Dès sa mise à disposition pour le public, l'agent conversationnel ChatGPT a immédiatement attiré des millions d'utilisateurs. Sa façon de répondre aux requêtes en langage naturel et de façon argumentée et ses possibilités d'automatisation de nombreuses tâches jusqu'à en faire un soutien (ou un remplaçant selon les cas) dans les métiers d'écriture, en ont fait une sorte de dieu surgi de nulle part et capable de transformer l'utilisation d'Internet, dans le bon comme dans le mauvais sens (triche, fake news...).

L'intelligence artificielle d'OpenAI est-elle donc ce démiurge vanté par les médias et exploré par tout-un-chacun ? En fait non, explique Yann LeCun, grand spécialiste français de l'intelligence artificielle et responsable du département IA de Meta.

D'un point de vue technique, ChatGPT n'a rien d'extraordinaire et "n'est pas particulièrement innovant", indique-t-il ainsi à ZDNet. Malgré ses réponses concises et ses talents rédactionnels, le deep learning utilisé en coulisses est connu depuis longtemps et utilisé dans bien d'autres intelligences artificielles.

Une avancée collective, pas individuelle

Yann LeCun tord également l'idée selon laquelle OpenAI a une avance spécifique en la matière. GPT-3, le système conversationnel derrière ChatGPT, utilise des briques provenant de nombreux acteurs et issus de travaux menés depuis des dizaines d'années.

Il reste que ce type de robot conversationnel peut impressionner par sa précision et donner la sensation d'un esprit ou d'une conscience. Le même problème était apparu il y a quelques mois avec l'agent conversationnel LaMDA de Google, certains affirmant y avoir perçu une conscience de soi.

Sans vouloir rabaisser les qualités de ChatGPT, le spécialiste de l'IA note qu'il n'y a pas là de percée majeure en matière d'intelligence artificielle ni d'avancée technique particulière d'OpenAI par rapport à d'autres entreprises travaillant sur le même sujet, malgré la perception inverse que peut en avoir le public.

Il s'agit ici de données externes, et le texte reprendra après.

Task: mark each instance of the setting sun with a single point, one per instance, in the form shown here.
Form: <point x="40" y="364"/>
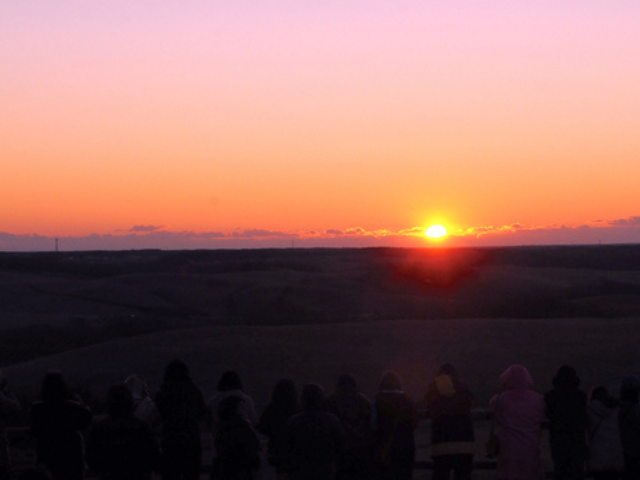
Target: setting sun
<point x="436" y="231"/>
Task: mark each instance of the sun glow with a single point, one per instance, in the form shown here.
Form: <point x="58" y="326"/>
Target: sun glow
<point x="436" y="231"/>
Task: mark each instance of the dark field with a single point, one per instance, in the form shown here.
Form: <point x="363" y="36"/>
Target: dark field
<point x="312" y="314"/>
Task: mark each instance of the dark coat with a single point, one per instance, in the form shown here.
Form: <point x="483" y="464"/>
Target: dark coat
<point x="273" y="423"/>
<point x="122" y="449"/>
<point x="181" y="407"/>
<point x="59" y="443"/>
<point x="567" y="414"/>
<point x="237" y="450"/>
<point x="315" y="439"/>
<point x="449" y="405"/>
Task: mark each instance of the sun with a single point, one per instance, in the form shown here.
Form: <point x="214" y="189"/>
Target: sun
<point x="436" y="231"/>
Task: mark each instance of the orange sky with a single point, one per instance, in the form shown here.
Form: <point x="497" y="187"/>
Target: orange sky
<point x="228" y="116"/>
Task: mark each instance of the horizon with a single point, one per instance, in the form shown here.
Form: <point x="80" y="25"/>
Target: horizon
<point x="245" y="125"/>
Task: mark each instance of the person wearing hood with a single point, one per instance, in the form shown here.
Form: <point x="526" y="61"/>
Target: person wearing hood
<point x="314" y="438"/>
<point x="121" y="446"/>
<point x="57" y="422"/>
<point x="394" y="419"/>
<point x="273" y="423"/>
<point x="629" y="423"/>
<point x="448" y="403"/>
<point x="230" y="385"/>
<point x="603" y="436"/>
<point x="143" y="407"/>
<point x="519" y="413"/>
<point x="353" y="410"/>
<point x="181" y="407"/>
<point x="566" y="407"/>
<point x="236" y="444"/>
<point x="9" y="406"/>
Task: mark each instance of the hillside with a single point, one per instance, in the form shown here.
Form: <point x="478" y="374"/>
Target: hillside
<point x="602" y="350"/>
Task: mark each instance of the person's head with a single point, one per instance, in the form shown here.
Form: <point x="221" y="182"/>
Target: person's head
<point x="629" y="389"/>
<point x="54" y="388"/>
<point x="599" y="393"/>
<point x="119" y="401"/>
<point x="230" y="380"/>
<point x="38" y="472"/>
<point x="313" y="397"/>
<point x="138" y="387"/>
<point x="390" y="381"/>
<point x="285" y="395"/>
<point x="566" y="376"/>
<point x="516" y="377"/>
<point x="176" y="371"/>
<point x="448" y="369"/>
<point x="231" y="408"/>
<point x="346" y="384"/>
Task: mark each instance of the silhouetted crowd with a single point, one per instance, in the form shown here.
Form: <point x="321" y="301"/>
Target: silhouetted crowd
<point x="340" y="436"/>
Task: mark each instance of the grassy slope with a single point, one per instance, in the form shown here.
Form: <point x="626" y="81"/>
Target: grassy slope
<point x="601" y="349"/>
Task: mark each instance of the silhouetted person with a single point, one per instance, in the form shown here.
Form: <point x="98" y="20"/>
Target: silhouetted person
<point x="629" y="423"/>
<point x="144" y="407"/>
<point x="273" y="423"/>
<point x="315" y="438"/>
<point x="519" y="413"/>
<point x="230" y="385"/>
<point x="236" y="443"/>
<point x="394" y="419"/>
<point x="181" y="408"/>
<point x="9" y="406"/>
<point x="56" y="423"/>
<point x="603" y="436"/>
<point x="122" y="447"/>
<point x="567" y="414"/>
<point x="38" y="472"/>
<point x="448" y="403"/>
<point x="354" y="412"/>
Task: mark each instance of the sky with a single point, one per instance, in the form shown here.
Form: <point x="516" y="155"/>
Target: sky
<point x="249" y="124"/>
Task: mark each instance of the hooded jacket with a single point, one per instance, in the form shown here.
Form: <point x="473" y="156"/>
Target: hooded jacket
<point x="449" y="405"/>
<point x="519" y="412"/>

Il évoque ainsi l'utilisation des concepts de transformeurs, une technique de deep learning proposée par Google en 2017 mais résultant de travaux antérieurs sur le deep learning mais aussi d'apprentissage par rétroaction humaine pour optimiser les résultats, utilisé initialement par DeepMind.

Les grands groupes vont devoir réagir

Et si des entreprises comme Google et Meta n'ont pas présenté d'agents conversationnels proches de ChatGPT, c'est peut-être bien parce qu'ils ne le souhaitent pas et que cela ne s'accorde pas avec leurs projets du moment.

OpenAI a tout intérêt à attirer l'attention du public et des investisseurs pour obtenir des financements (et tant pis pour les effets adverses non maîtrisés) alors que les grands groupes ne peuvent pas se permettre d'écorner leur image de marque avec un produit inabouti.

Après le coup d'éclat de la mise à disposition de ChatGPT auprès du public, la question du modèle économique est d'ailleurs à l'étude avec un abonnement donnant accès à des fonctionnalités avancées et un traitement privilégié des requêtes.

Il reste que les capacités de ChatGPT ne passent pas inaperçues et que ces mêmes groupes vont sans doute devoir accélérer leurs plans sous peine de manquer le train en marche.